Extracting field labels and details from IRS XFA/AcroForm using Python

67 views Asked by At

I am currently working with IRS forms (U.S. Internal Revenue Service), which are in PDF format, specifically XFA or AcroForm. My aim is to extract not only the field names but also the corresponding field labels where the user is expected to input their values.

I understand that libraries such as PyPDF2 and Aspose-PDF can be used to extract form field details in Python. However, these libraries seem to only provide the field names (like "f1_01"), and I haven't found a way to extract the corresponding field labels (the text displayed to the user on the form, such as "First Name") using these libraries.

For instance, in a form with a field labeled "First Name" that corresponds to "f1_01", I want to map "First Name" to "f1_01".

Could anyone suggest a method or a different library in Python that could help me extract this information from an IRS form? I would greatly appreciate any assistance or pointers in the right direction. Aspose-PDF is currently only able to give me the field details like "f1_01", but not the labels. Also, I cannot use IText due to license constraints.

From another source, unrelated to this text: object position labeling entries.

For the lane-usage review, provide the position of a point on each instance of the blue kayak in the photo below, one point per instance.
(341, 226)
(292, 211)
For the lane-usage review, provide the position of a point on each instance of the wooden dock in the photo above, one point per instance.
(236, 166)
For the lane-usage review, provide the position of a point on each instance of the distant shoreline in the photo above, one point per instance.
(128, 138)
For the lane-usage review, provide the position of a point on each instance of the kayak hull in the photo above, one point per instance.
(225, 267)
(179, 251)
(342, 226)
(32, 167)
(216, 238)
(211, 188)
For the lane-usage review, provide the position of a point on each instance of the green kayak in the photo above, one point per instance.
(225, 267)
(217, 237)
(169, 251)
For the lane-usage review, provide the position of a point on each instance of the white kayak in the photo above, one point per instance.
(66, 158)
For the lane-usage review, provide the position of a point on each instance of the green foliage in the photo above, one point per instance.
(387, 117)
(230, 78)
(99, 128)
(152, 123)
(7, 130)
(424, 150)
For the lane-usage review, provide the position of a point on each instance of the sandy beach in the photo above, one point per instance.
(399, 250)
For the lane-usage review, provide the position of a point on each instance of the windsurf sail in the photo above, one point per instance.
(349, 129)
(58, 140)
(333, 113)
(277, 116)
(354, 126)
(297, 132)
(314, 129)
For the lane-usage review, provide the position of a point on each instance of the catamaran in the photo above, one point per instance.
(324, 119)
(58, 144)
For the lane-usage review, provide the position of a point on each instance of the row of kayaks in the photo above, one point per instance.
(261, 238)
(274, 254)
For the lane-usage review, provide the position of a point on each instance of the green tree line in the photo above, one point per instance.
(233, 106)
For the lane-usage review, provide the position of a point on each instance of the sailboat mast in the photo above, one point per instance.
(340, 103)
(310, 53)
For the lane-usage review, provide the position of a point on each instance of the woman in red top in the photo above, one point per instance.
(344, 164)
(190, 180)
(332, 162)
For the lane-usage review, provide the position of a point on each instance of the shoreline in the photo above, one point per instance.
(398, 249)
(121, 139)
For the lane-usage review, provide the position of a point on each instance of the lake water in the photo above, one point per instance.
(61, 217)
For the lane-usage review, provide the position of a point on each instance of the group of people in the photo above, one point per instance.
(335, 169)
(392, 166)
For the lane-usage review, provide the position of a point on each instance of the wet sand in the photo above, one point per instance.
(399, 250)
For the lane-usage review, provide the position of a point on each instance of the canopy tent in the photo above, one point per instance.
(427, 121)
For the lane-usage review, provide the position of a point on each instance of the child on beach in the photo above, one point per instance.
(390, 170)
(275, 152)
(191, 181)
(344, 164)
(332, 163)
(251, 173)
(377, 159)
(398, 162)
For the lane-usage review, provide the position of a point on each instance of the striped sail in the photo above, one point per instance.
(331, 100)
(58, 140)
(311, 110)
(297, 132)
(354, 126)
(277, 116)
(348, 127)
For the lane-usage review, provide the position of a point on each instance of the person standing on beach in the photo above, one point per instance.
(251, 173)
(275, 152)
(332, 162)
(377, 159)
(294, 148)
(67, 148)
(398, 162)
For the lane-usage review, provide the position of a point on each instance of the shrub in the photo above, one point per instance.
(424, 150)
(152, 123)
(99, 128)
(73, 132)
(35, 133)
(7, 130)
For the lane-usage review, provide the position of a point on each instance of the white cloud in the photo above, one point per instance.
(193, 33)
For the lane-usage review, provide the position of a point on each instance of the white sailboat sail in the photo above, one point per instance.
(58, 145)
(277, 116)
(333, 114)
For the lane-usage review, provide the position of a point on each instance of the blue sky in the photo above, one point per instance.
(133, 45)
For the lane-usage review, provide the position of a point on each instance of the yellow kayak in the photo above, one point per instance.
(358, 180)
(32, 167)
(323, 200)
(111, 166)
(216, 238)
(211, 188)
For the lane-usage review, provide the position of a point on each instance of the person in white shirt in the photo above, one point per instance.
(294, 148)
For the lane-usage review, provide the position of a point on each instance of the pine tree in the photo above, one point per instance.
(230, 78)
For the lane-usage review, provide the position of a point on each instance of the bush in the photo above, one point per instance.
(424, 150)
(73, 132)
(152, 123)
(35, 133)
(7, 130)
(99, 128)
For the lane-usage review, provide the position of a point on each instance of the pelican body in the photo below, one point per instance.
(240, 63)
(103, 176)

Link to IRS form: https://www.irs.gov/pub/irs-pdf/f1065sk3.pdf

Thank you!

Here is the PyPDF2 code that I tried:

Code1:
import PyPDF2 as pypdf
def findInDict(needle, haystack):
    for key in haystack.keys():
        try:
            value=haystack[key]
        except:
            continue
        if key==needle:
            return value
        if isinstance(value,dict):            
            x=findInDict(needle,value)            
            if x is not None:
                return x
pdfobject=open("input.pdf",'rb')
pdf=pypdf.PdfReader(pdfobject)
xfa=findInDict('/XFA',pdf.resolved_objects)
xml=xfa[7].get_object().get_data()
with open('output.xml', 'w') as f:  
    f.write(xml.decode('utf-8'))    

Code2:
from PyPDF2 import PdfReader  
  
def scan_fields(path):  
    pdf = PdfReader(path)  
    fields = pdf.get_fields()  
    for key in fields:  
        print(key)  
  
scan_fields('input.pdf')  

Here is the Aspose-PDF code that I tried:

import aspose.pdf as ap
 
license = ap.License()
license.set_license("Aspose.TotalProductFamily.lic")
 
pdfDocument = ap.Document("input.pdf")
 
    # Get values from all fields
for formField in pdfDocument.form.fields:
    # Analyze names and values if need
    print(f"Partial Field Name : {formField.partial_name}, Full Field Name : {formField.full_name}, Value : {str(formField.value)}")

0

There are 0 answers